When I was 13 years old, I was cursed with the puberty and hormones just like almost every other budding teenager. There was a point when my body decided not to corporate with me. It was during this time that there was a potential for embarrassment and awkwardness. When I was around certain attractive people, I needed to hide or shield certain things, because my body decided it wanted to inform the world that I was physically attracted. But you know what? It always happened when I was in the presence of really cute and beautiful girls (or women). During high school, I was in countless locker rooms where several attractive men got completely unclothed. Yet, I never had the need to hide or be afraid of awkwardness. Yes, the men may have been attractive to certain people, but I wasn't feeling that vibe. I was off being too busily attracted to all the cute girls, and probably wishing I could change with them instead (though, also realizing it would then be much harder to hide my excitement). In all this, I never had to decide that I'd be drawn to pretty ladies, but rather uninterested in handsome men. It was just the way it was. It has always been that way.

The part of the video I really enjoyed, and I think is something certain people really need to ponder, is when the pair of ladies talked about why they don't think it is a choice. Because why would a person choose a lifestyle that is so hard to live in current society? Why choose a lifestyle that is constantly protested against or demonized or ostracized? Society has progressed to the point that homosexuality is more accepted, or at least, it is legal to practice that lifestyle. But for certain parts in this continent, it is still illegal to be able to marry the love of your life if they happen to be the same sex as you. You are still not allowed to apply for certain jobs if you happen to be open about being gay. There is still certain religious groups (or even non religious) that would make you believe homosexuality is a cancer that is destroying the free world. Why would anyone choose to be a part of that? Being bullied and ostracized kind of sucks, so why would you freely choose a lifestyle that guarantees you're going to likely experience that your whole life to some degree? Why would a person choose to be attracted to someone, and know that they will have to hide it from their family and community because they will likely be shunned? It isn't easy being gay. The only reason I can see someone choosing that life, is because they really are uncontrollable attracted to someone of that gender (or attracted to that specific type).

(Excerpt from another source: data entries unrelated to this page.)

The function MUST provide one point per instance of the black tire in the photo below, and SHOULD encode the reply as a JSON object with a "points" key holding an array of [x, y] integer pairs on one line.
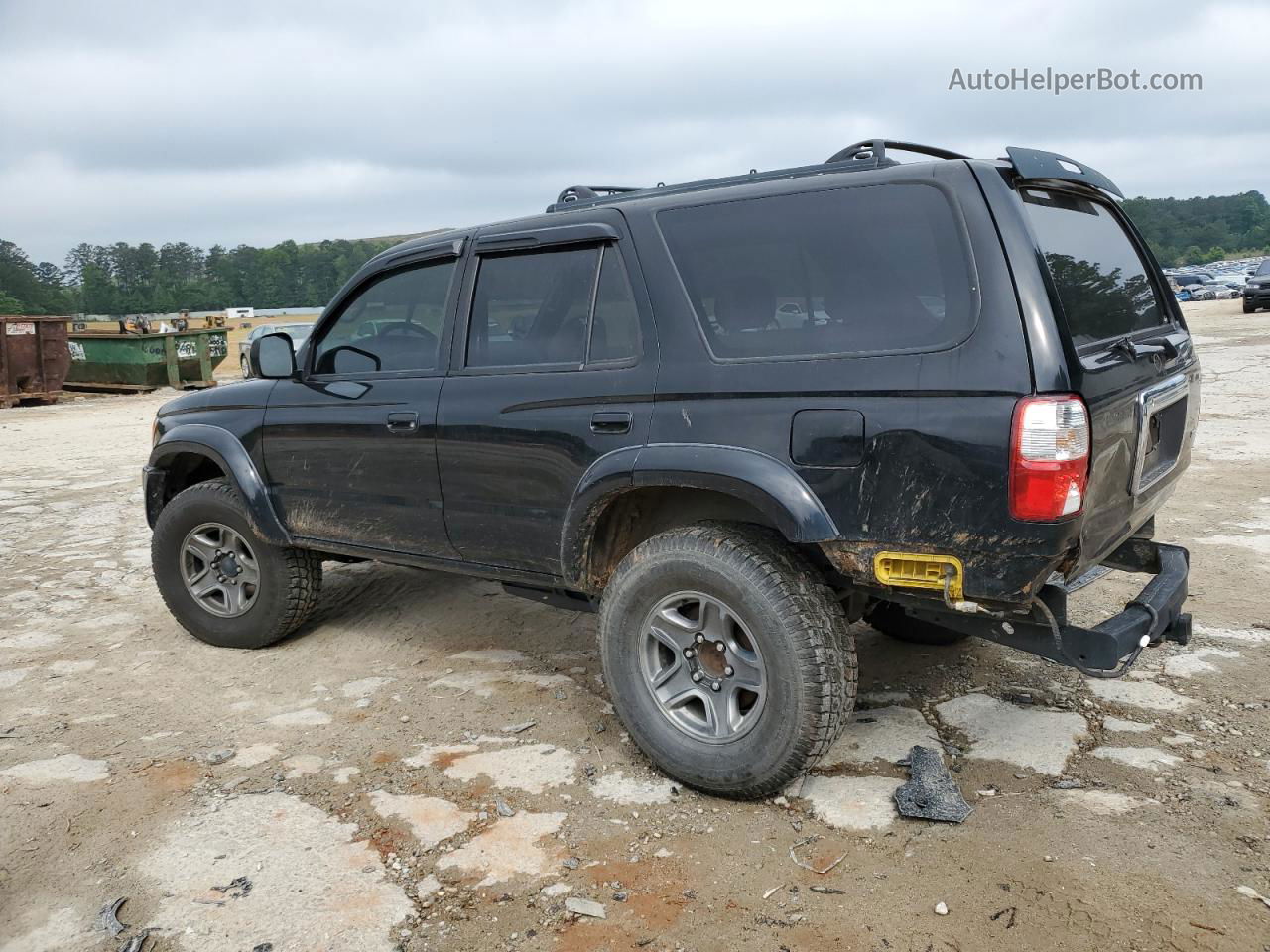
{"points": [[801, 631], [290, 578], [892, 620]]}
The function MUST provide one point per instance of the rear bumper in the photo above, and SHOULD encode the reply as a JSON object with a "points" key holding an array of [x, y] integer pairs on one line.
{"points": [[1155, 616]]}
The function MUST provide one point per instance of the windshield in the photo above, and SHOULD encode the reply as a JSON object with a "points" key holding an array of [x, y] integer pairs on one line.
{"points": [[1101, 281]]}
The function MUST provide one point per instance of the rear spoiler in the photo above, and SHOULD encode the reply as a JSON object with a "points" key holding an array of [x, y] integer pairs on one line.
{"points": [[1035, 164]]}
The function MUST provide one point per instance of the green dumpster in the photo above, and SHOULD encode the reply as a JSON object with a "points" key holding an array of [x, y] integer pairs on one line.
{"points": [[145, 361]]}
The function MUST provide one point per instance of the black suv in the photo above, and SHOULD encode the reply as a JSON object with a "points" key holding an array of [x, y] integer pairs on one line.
{"points": [[1256, 293], [733, 416]]}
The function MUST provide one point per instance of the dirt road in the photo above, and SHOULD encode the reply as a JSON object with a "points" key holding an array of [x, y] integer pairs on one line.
{"points": [[434, 765]]}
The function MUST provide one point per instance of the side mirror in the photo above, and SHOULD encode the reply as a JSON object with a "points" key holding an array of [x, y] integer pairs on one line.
{"points": [[272, 357]]}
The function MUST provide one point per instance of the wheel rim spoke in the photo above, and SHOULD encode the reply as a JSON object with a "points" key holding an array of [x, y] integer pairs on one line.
{"points": [[702, 666], [220, 570]]}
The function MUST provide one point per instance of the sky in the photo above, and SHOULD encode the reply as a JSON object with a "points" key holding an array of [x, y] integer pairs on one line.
{"points": [[252, 123]]}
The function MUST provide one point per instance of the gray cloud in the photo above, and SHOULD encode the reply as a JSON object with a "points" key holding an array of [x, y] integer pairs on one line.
{"points": [[252, 123]]}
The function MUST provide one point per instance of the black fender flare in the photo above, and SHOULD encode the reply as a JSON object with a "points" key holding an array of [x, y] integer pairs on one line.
{"points": [[774, 488], [227, 452]]}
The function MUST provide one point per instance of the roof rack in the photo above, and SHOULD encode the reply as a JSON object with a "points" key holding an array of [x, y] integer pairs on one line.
{"points": [[866, 154], [579, 193], [876, 149]]}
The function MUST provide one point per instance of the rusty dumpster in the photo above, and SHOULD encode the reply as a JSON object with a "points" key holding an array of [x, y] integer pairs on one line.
{"points": [[33, 358]]}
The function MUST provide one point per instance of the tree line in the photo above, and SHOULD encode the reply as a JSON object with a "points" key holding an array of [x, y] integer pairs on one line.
{"points": [[1201, 230], [122, 278]]}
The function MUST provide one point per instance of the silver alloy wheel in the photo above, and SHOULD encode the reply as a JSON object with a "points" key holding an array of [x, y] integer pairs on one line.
{"points": [[220, 570], [702, 666]]}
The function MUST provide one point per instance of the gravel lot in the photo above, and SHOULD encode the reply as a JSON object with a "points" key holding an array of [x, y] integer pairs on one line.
{"points": [[372, 784]]}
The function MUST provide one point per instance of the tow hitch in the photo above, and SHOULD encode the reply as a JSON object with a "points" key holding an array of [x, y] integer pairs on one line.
{"points": [[1107, 649]]}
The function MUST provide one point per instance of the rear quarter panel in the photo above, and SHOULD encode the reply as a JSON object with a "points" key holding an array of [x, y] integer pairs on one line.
{"points": [[934, 468]]}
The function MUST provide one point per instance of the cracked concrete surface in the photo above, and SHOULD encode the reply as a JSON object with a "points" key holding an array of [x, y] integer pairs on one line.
{"points": [[310, 880], [1035, 739], [509, 849]]}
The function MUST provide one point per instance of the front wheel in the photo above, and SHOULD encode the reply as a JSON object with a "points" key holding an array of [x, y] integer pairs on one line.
{"points": [[728, 658], [220, 580]]}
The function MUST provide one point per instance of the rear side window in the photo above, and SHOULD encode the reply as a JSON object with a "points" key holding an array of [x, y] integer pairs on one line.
{"points": [[1098, 276], [562, 307], [855, 271]]}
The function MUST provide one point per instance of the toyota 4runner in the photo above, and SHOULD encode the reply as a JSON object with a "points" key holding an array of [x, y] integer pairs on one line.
{"points": [[733, 416]]}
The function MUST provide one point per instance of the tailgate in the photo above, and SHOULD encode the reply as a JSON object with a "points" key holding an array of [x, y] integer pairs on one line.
{"points": [[1129, 357]]}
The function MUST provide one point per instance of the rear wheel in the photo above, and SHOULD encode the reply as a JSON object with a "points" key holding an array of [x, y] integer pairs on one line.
{"points": [[892, 620], [726, 657], [220, 580]]}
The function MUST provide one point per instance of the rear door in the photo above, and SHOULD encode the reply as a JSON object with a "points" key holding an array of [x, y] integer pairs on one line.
{"points": [[554, 366], [1128, 354]]}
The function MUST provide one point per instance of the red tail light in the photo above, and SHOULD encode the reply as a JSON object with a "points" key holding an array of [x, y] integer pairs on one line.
{"points": [[1049, 458]]}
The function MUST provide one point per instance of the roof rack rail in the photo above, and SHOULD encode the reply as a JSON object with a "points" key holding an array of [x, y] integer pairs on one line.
{"points": [[579, 193], [867, 154], [875, 150]]}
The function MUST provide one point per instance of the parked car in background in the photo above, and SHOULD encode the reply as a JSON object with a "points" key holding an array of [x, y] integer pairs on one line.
{"points": [[299, 334], [1230, 281], [1189, 278], [1256, 293]]}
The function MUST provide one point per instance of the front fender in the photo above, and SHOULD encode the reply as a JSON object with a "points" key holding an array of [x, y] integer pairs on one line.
{"points": [[227, 452], [762, 481]]}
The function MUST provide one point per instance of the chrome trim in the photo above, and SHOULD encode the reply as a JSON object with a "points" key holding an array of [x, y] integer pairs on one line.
{"points": [[1151, 402]]}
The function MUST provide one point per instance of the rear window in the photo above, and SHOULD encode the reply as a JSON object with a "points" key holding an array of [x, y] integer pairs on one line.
{"points": [[1100, 278], [855, 271]]}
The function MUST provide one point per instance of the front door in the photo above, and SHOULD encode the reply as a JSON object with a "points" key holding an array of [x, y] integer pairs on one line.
{"points": [[349, 447], [554, 367]]}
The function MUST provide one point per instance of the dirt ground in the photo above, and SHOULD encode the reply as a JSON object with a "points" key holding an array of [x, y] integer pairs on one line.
{"points": [[371, 783]]}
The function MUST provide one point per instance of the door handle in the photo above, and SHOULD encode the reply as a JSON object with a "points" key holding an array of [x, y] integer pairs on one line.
{"points": [[616, 421], [403, 422]]}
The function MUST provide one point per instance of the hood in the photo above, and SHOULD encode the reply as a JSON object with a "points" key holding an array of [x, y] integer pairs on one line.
{"points": [[238, 394]]}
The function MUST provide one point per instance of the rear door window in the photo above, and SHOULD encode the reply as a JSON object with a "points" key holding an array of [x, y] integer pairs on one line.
{"points": [[1100, 278], [558, 308], [855, 271]]}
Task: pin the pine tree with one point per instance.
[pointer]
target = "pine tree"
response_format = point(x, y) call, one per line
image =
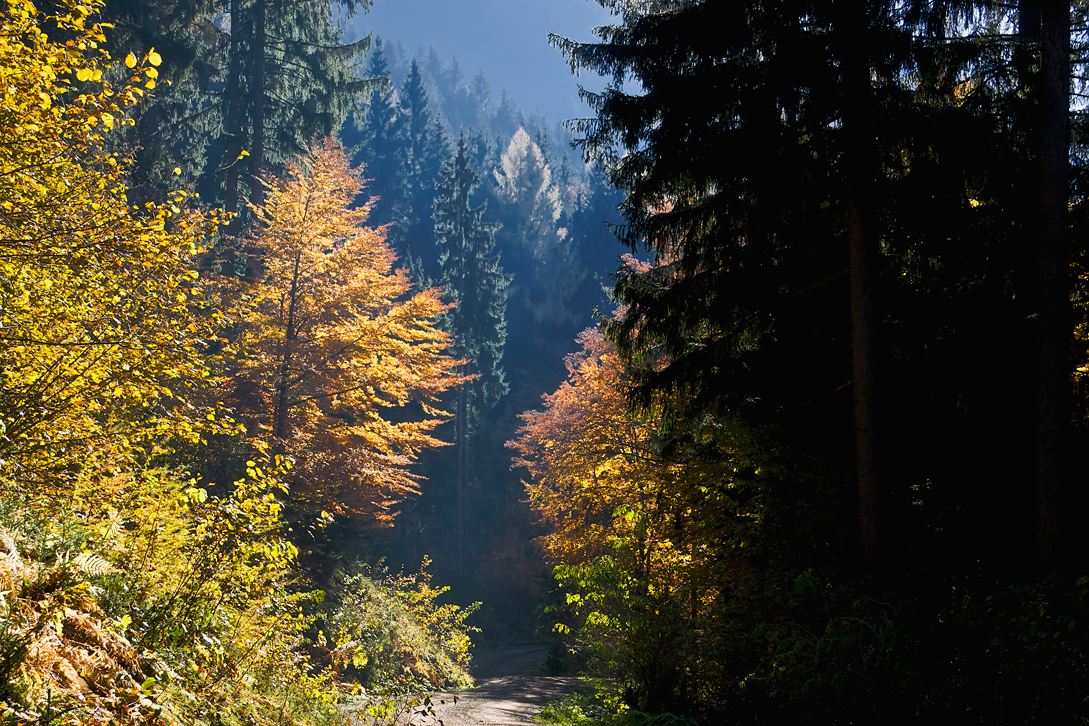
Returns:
point(474, 280)
point(538, 244)
point(381, 147)
point(426, 146)
point(288, 73)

I've said it before, and I'll say it again, love is awesome. I am so thankful I've got a beautiful and wonderful wife, who I am hopelessly attracted to. I can tell you attributes about her that I love. I can explain things that I am attracted about in her, or reasons why I like her. But I can't tell you exactly why I am more attracted to her than maybe my ex roommate who is also a marvelous person. Other than, I am. I am glad that I am. And I hope that everyone can experience a similar kind of attraction and love I have for her. I wouldn't want to ever rob that from someone else. No matter what gender they are attracted to, I hope a person can have the chance to be in a loving and consensual relationship. Because even if you don't entirely know why you're attracted to who you are, it is pretty awesome to be able to openly express that love.